Umstrittene Vorsorgereform

Im Sommer hatten die Sozialpartner Vorschläge zur Reform der zweiten Säule vorgelegt. Man einigte sich auf die Senkung des Umwandlungssatzes, Kompensationsleistungen für bestehende Rentner oder höhere Lohnbeiträge. Der Bundesrat hat den Ball aufgenommen und die Vorschläge in die Vernehmlassung geschickt.

Banken, Baufirmen, Detailhändler und Gewerbler lehnen aber den Plan ab. Und auch beim SVV hofft man auf Korrekturen. Zwar begrüsst Präsident Rolf Dörig den tieferen Umwandlungssatz, jedoch sind ihm die Kompensationszahlungen ein Dorn im Auge. Sie würden erneut zu Lasten der jungen Bevölkerung gehen, bei der das Vertrauen in das Dreisäulen-System sowieso abnehme.

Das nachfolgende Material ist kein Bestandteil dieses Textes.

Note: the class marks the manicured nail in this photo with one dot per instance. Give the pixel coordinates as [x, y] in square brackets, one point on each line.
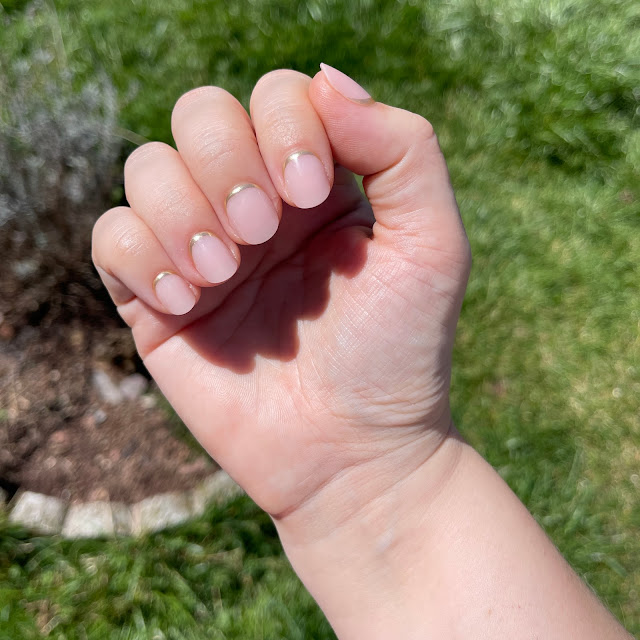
[305, 180]
[251, 213]
[343, 84]
[174, 293]
[212, 257]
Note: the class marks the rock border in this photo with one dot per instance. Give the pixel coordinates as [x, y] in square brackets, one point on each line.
[47, 515]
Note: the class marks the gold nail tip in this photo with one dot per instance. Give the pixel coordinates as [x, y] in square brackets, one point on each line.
[197, 237]
[362, 100]
[296, 155]
[240, 187]
[161, 275]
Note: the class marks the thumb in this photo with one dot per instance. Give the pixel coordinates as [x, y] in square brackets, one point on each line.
[405, 174]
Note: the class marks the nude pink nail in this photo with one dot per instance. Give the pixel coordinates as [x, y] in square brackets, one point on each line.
[305, 180]
[344, 85]
[175, 295]
[212, 258]
[252, 213]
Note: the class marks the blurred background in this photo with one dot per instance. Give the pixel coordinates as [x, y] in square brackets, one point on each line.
[537, 107]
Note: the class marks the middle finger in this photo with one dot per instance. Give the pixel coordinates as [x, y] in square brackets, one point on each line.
[215, 139]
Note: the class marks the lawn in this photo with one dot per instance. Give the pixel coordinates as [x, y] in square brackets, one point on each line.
[537, 106]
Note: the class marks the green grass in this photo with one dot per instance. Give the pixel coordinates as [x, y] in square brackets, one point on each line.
[537, 107]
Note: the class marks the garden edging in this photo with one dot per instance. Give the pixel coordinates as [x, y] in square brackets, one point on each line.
[47, 515]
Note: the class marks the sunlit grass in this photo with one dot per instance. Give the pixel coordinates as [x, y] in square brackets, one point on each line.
[536, 106]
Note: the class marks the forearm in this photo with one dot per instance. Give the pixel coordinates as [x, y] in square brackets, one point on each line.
[446, 552]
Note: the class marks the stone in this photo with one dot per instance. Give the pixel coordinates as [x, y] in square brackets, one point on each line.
[217, 488]
[42, 514]
[106, 388]
[133, 386]
[88, 520]
[160, 511]
[122, 519]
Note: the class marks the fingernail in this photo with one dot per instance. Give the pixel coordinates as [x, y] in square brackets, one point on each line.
[344, 85]
[212, 257]
[174, 293]
[252, 213]
[305, 180]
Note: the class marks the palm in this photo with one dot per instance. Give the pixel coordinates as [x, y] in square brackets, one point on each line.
[325, 347]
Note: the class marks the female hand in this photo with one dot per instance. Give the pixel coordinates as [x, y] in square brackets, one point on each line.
[325, 358]
[317, 373]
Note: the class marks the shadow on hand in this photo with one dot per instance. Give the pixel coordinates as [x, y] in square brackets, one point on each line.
[261, 317]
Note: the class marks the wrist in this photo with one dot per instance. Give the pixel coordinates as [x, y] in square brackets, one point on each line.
[356, 542]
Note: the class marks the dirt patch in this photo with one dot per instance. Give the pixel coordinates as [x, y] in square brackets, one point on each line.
[60, 437]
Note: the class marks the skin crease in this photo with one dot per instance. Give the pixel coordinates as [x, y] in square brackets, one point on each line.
[318, 375]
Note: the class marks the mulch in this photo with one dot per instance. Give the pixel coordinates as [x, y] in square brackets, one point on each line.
[59, 437]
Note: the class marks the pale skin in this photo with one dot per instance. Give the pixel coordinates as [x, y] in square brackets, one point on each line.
[317, 374]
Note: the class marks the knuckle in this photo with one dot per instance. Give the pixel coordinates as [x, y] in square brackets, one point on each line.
[214, 146]
[196, 96]
[144, 153]
[170, 201]
[279, 76]
[424, 130]
[115, 238]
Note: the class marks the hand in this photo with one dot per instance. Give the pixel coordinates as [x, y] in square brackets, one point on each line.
[326, 356]
[317, 373]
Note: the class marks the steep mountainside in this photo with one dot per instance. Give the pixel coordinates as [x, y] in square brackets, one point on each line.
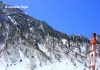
[30, 44]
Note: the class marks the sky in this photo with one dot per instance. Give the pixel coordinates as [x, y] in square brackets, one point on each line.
[68, 16]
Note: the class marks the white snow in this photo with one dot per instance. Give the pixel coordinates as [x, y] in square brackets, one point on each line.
[64, 41]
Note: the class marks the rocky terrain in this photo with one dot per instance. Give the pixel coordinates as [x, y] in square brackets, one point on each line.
[30, 44]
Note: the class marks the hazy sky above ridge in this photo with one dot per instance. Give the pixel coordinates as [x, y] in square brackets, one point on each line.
[68, 16]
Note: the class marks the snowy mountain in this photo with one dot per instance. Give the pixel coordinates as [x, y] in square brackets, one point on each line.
[30, 44]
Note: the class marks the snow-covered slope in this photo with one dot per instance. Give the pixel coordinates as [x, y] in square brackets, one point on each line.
[30, 44]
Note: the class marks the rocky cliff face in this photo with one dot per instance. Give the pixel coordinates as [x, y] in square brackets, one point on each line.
[30, 44]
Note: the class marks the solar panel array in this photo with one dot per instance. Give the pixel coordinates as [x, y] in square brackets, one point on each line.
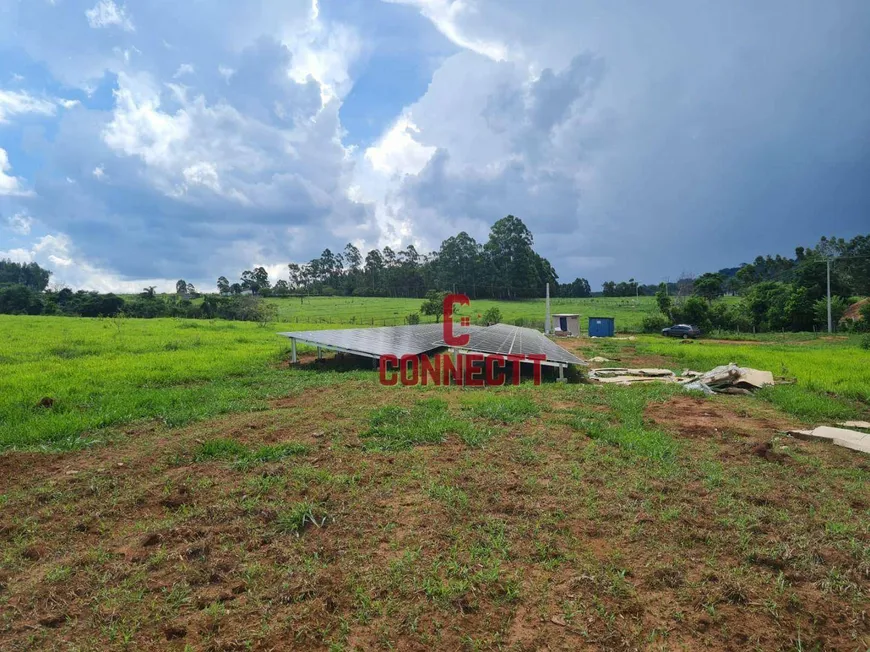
[375, 342]
[504, 339]
[501, 339]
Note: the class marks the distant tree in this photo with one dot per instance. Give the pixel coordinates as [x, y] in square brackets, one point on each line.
[839, 306]
[664, 301]
[295, 275]
[434, 304]
[491, 316]
[262, 277]
[29, 275]
[249, 281]
[578, 288]
[352, 257]
[282, 288]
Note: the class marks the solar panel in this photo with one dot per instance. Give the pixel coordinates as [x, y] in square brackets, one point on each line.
[505, 339]
[385, 340]
[500, 339]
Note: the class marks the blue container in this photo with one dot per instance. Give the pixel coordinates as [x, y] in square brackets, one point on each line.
[601, 327]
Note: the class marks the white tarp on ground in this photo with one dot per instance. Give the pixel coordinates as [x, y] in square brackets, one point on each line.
[853, 439]
[729, 379]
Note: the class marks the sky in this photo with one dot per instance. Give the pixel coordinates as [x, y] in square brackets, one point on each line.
[152, 140]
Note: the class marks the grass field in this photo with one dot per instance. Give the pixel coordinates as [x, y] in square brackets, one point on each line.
[187, 490]
[105, 372]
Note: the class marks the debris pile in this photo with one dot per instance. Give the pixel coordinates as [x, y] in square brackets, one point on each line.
[625, 376]
[730, 379]
[727, 379]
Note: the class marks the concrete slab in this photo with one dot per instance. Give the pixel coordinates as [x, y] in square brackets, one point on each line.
[855, 424]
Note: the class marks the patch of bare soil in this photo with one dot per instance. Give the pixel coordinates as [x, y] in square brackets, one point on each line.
[691, 416]
[540, 538]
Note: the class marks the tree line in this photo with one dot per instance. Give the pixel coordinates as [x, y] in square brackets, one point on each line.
[506, 266]
[776, 293]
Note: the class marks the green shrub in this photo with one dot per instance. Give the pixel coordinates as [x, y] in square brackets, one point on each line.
[491, 316]
[654, 322]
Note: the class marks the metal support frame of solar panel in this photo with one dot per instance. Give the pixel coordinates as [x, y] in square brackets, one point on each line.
[375, 342]
[504, 339]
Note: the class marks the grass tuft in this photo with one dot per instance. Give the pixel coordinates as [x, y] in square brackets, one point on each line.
[428, 421]
[503, 407]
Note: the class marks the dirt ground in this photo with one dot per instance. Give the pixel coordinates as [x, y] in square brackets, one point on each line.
[542, 537]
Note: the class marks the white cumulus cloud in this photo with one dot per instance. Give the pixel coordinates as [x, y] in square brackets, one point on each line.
[106, 14]
[10, 185]
[20, 102]
[20, 223]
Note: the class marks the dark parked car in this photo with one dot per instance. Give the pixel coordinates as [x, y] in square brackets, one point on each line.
[681, 330]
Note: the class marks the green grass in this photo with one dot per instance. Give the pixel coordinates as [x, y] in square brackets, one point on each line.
[623, 425]
[428, 421]
[103, 373]
[502, 406]
[232, 450]
[832, 378]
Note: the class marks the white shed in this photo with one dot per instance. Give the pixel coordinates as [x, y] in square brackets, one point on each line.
[566, 325]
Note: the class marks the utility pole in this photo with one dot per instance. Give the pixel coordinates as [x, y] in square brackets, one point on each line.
[830, 325]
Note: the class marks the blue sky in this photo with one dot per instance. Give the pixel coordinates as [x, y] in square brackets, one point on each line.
[148, 141]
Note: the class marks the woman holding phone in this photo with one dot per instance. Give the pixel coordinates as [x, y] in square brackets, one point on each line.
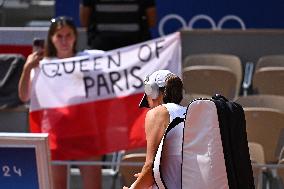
[61, 43]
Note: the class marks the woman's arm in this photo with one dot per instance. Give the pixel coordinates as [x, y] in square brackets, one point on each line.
[156, 122]
[24, 86]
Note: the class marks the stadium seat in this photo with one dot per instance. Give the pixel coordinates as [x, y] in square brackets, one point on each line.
[264, 119]
[208, 74]
[257, 157]
[269, 75]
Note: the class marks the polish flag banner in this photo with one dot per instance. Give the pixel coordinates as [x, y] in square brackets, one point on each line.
[89, 103]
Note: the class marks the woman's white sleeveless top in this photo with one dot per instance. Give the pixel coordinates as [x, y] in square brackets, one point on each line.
[168, 159]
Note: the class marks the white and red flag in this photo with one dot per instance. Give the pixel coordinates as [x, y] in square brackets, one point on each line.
[89, 104]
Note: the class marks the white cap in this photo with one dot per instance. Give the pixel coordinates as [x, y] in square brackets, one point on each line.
[158, 77]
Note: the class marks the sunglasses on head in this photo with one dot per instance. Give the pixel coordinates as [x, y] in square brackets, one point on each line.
[61, 20]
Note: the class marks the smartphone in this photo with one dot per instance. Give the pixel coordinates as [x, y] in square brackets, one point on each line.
[38, 44]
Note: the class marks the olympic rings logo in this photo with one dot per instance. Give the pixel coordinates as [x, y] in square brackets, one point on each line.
[193, 20]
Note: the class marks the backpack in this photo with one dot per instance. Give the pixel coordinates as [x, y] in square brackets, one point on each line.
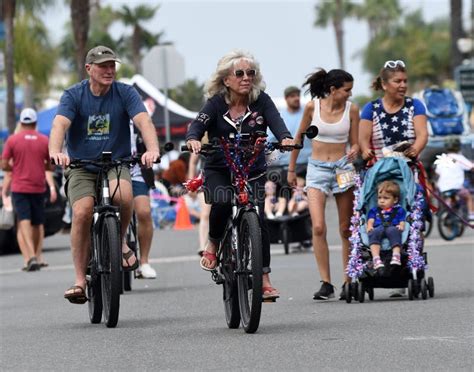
[444, 111]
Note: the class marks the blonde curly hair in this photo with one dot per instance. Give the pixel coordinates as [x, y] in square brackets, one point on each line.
[225, 66]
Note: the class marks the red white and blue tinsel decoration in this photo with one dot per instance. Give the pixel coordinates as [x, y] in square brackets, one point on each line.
[238, 159]
[415, 242]
[355, 266]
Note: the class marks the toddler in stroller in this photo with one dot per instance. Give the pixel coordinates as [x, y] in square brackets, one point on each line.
[386, 220]
[363, 260]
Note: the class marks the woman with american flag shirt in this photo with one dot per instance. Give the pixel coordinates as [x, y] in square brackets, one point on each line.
[394, 118]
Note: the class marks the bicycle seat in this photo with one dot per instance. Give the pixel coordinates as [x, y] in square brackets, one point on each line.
[449, 193]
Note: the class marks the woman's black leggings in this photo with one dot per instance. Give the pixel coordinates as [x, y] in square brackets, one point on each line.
[218, 192]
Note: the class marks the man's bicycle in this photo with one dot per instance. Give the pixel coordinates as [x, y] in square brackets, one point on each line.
[239, 255]
[134, 245]
[104, 272]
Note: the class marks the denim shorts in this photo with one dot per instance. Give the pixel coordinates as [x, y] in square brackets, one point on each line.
[321, 175]
[29, 207]
[140, 188]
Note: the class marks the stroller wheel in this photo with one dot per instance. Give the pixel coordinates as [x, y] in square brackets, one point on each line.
[361, 292]
[411, 289]
[424, 289]
[347, 292]
[370, 292]
[431, 286]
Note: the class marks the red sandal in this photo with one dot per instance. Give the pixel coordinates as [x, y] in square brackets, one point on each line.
[210, 257]
[270, 293]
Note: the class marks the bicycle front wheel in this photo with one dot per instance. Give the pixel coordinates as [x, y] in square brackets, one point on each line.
[249, 278]
[111, 262]
[230, 292]
[449, 225]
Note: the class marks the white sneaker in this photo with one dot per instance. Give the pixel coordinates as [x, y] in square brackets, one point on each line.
[147, 272]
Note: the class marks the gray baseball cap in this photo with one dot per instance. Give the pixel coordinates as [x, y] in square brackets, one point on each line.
[100, 54]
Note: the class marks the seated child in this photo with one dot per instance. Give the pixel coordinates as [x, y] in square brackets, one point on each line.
[450, 169]
[386, 220]
[298, 202]
[274, 205]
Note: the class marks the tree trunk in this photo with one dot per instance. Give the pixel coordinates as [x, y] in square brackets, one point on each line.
[8, 16]
[339, 30]
[456, 32]
[137, 61]
[80, 27]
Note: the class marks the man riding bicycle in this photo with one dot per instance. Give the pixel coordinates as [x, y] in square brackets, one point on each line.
[94, 116]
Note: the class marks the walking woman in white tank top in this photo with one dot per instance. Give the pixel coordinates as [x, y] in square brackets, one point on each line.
[334, 148]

Um eine im SVV breit abgestützte Meinung abgeben zu können, sei es noch zu früh, fügte Helbling an. Die Diskussionen dazu seien noch im Gange.

Nachhaltigkeit im Fokus

Die Versicherer wollen nicht nur das Schweizer Vorsorgesystem in sichere Bahnen lenken, das Thema Nachhaltigkeit sei auch sonst nicht erst seit Greta Thunberg oder den Schweizer Parlamentswahlen vom vergangenen Herbst ein wichtiges Thema für die Branche, stellte Dörig klar. Um dies zu unterstreichen, will der Verband im Frühling einen Nachhaltigkeitsreport publizieren.

Helvetia-Chef Philipp Gmür hob in seinen Ausführungen zur Nachhaltigkeit Massnahmen zum Schutz vor Naturkatastrophen hervor, welche die Versicherer gemeinsam mit der Öffentlichen Hand umsetzen. Und auch in Anlagefragen würden Umwelt-, Sozial- und Governance-Kriterien (ESG) seit Jahren von den Versicherern berücksichtigt. Als Anleger sind die Versicherer von Bedeutung: Ende 2018 haben sie Gelder im Umfang von 582 Milliarden Franken verwaltet.

Suche nach Personal

Nicht nur die Prämien, sondern auch die Zahl der Mitarbeitenden in der Versicherungsbranche wächst. Im vergangenen Jahr stieg sie um 2,5 Prozent auf 47'740.

Mit dem digitalen Wandel, den die Versicherer durchschreiten, würden unter anderen IT-Angestellte oder auch Spezialisten für die sozialen Medien rekrutiert, sagte Gmür. Aber auch für die Vertriebsabteilungen suchten die Firmen eifrig nach neuen Beratern.